Впрочем, достаток в погосте определённо водился. Кнесинке
отвели целый просторный двор с большим домом, круглым амбаром, поднятым на
столбики от мышей, и баней под берегом, у самой воды. Всё это выглядело только
что выстроенным, новеньким, добротным и чистым, и солома на крыше ещё не успела
потерять свежего блеска – сияла, как золото.
– В день, когда ты, бан-риона, из дому выехала,
последние охапки вязали, – улыбаясь, пояснил риг. – А вчера утром
только обжили. Первой вселишься, Глуздовна, так сделай милость, благослови,
чтобы и другие после тебя горя не знали.
– Кто же будет здесь жить после сестры? –
поинтересовался Лучезар.
– У нас в деревне как осень, так свадьбы,
воевода, – ответил Кесан и сразу перевёл разговор на другое, а в голосе
его Волкодаву послышалась некая сдержанная осторожность и даже опаска.
Что нужно путнику после дальней дороги? Отдых, еда и питьё,
но прежде всего, конечно, доброе омовение. Слуги взялись таскать вещи в дом, а
старая нянька с доверенной девушкой повели кнесинку в баню – веселить тело
душистыми вениками, распаренными над квасом.
Телохранители устроились поодаль, но так, что мимо них к
бане было не подойти.
Ратники и Лучезаровы воины распрягали коней, натягивали за
внешним тыном палатки, стаскивали несвежие рубахи, с руганью и хохотом поливали
друг дружку стылой, уже осенней водой, от которой на коже разгорались жаркие
пятна. Подростки-вельхи ходили за статными воинами след в след, охотно помогали
устраиваться, просили подержать кольчугу, со знанием дела рассматривали и
ласкали коней. Взрослые парни не без ревности косились на пришлых. Малышня и
девушки угощали мужчин пивом и домашними пирожками, те отдаривали нарочно
сбережёнными галирадскими пряниками. Кое у кого – особенно, конечно, у
вельхов, – здесь были друзья и даже родня, так что вельхский отряд
попросту разобрали ночевать по домам.
Кнесинка ещё мылась, когда Волкодав увидел на тропинке
шедшего к ним Кетарна.
– Хорошо вам здесь сидеть, мужи бан-рионы, –
сказал сын рига и сел рядом, ловко поджав скрещённые ноги. Вельхи не очень-то
признавали лавки и скамьи, с малолетства привыкая сидеть на полу, на подстилках
и шкурах. Братья Лихие сразу присмотрелись к кинжалу на поясе молодца.

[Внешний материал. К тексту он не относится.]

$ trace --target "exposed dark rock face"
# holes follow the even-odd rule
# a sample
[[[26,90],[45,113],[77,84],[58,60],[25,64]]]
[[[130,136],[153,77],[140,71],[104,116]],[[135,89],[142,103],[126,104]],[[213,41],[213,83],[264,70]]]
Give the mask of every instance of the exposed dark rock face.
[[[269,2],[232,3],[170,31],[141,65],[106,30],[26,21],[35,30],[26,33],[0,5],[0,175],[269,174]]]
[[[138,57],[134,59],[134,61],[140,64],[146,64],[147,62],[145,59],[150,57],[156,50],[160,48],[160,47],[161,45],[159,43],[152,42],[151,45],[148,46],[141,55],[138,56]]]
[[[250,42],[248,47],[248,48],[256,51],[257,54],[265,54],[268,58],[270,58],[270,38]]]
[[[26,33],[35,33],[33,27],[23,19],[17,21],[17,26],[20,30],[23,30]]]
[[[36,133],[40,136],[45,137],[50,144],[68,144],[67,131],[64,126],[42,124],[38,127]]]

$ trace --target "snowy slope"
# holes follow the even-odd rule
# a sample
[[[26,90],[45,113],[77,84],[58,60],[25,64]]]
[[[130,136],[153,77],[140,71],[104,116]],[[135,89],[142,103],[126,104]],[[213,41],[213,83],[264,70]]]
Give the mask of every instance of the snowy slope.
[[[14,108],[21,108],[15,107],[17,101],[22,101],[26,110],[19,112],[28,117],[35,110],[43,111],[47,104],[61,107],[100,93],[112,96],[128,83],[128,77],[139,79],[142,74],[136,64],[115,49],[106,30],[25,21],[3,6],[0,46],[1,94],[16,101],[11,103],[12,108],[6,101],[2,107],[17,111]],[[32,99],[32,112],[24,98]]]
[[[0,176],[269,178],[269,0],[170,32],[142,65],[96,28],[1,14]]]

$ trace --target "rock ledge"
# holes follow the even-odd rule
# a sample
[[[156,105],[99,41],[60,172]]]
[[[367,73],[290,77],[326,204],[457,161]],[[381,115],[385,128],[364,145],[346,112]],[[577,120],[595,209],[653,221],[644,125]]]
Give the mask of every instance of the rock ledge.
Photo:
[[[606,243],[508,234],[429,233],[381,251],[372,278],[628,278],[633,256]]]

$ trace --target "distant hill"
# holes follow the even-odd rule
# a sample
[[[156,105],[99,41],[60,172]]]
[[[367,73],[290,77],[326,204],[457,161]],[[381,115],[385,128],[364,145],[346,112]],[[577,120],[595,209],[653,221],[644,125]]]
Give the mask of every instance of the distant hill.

Позолоченная рукоять была сделана в виде фигурки человека с руками, воздетыми
над головой. Человечек словно бы сидел на торце лезвия, как на древесном
пеньке. Кетарн явно гордился и красовался добрым оружием. Признав в Волкодаве
старшего из троих, он обратился к нему:
– Ты, наверное, великий воин и из хорошего рода, раз не
отходишь от госпожи. Прости, если я ни разу не видел тебя в покоях, где пируют
ваши витязи. Как зовут тебя люди?
Венн спокойно ответил:
– Люди зовут меня Волкодавом, и я не витязь. Государыне
было угодно сделать меня своим телохранителем, и только потому я всё время при
ней.
– Твоё лицо украшено шрамами, – продолжал
Кетарн. – Много ли голов привёз ты с поля у Трёх Холмов?
– Я не сражался там, сын рига, – сказал Волкодав.
Судя по выражению лица молодого вельха, он делил людей на
две части, между которыми ни в чём не было равенства: на тех, кто бился в
знаменитом сражении, и на тех, кто там не был. И этим последним незачем было
даже пытаться заслужить его уважение.
– А я думал, ты герой, – вырвалось у него.
– Не всем быть героями, – по-прежнему спокойно
проговорил венн. – Хватит и того, что ты по-геройски вернулся с добычей и
головами. Разве у вас не принято, чтобы младший сын оставался хранить дом?
Кетарн кивнул:
– Это так. Но мой отец сказал, что для мужей нашего
рода позор оставаться в живых, когда может погибнуть страна и лучшие в ней. А
ты, значит, тоже младший сын и сидел дома при матери? Или… тогда уже у
какой-нибудь достойной женщины хлеб ел?
Во дни битвы у Трёх Холмов Серому Псу оставались ещё месяцы
до поединка, давшего ему имя.
– Я был далеко, – сказал Волкодав.
В это время Кетарна окликнул рыжеусый Мал-Гона, старшина
вельхского отряда.
– Подойди сюда, сын рига!
Кетарн оглянулся на него и остался сидеть.